The rich still love vast lofts and cobblestone streets, but this year Tribeca has failed to reclaim the title of New York’s most expensive neighborhood.
The honor goes to Soho, where tourists come to shop, sidewalk vendors clog the streets and the median residential sales price in 2012 was $2.2 million, according to a new report released by PropertyShark.
Could Sandy have hurt Tribeca’s sales? Perhaps, but Tribeca’s popularity with the moneyed crowd has fallen ever so slightly between now and 2008—the median sales price was $2.13 million this year, down slightly from last year’s $2.16 million and considerably from 2008’s $2.35 million—while Soho’s star has continued to rise. In fact, today’s prices almost make 2008’s $1.9 million median look like a bargain. We guess.
Midtown, despite its lack of either lofts or cobblestones, came in at a distant third, with median sales prices at just over a million dollars ($1.02 million). We anticipate that next year the neighborhood might edge up, however, with One57 sales yanking up the median considerably.
In Brooklyn, Dumbo has also lost its crown. Boerum Hill edged it out the waterfront neighborhood (they are ranked 6 and 10, respectively), with Boerum Hill hovering slightly beneath the million dollar mark—median price $950,000. We’d attribute the shift to the appetite for Brooklyn townhouses; after all, if you’re paying Manhattan prices for a loft in an old factory building, why not live in Manhattan? (We know, we know, all the cool kids live in Brooklyn these days, making artisanal pickles and whipping eggs into gourmet mayonnaise to sell to the financiers who live in Dumbo.)

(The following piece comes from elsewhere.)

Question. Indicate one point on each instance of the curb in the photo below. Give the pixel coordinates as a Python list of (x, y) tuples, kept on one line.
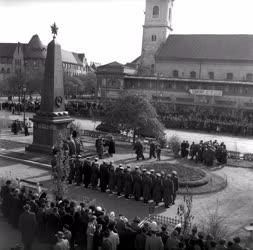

The Upper East Side, meanwhile, ranks just above Dumbo with a median of $910,000. Demonstrating, all sloppy Forbes data crunching to the contrary, the Upper East Side is definitely not the most expensive neighborhood in the city.
If you were looking to get rid of a wad of cash burning a whole in your pocket (as many of you no doubt are) and wanted to pinpoint the area where it would buy the least, you’d do a better job of house hunting on the once blue collar streets of the Upper West Side, Chelsea, the Flatiron or the West Village. By contrast, we hear, you can actually get a pretty good deal on an Upper East Side rental. At least, it’s cheaper than Williamsburg.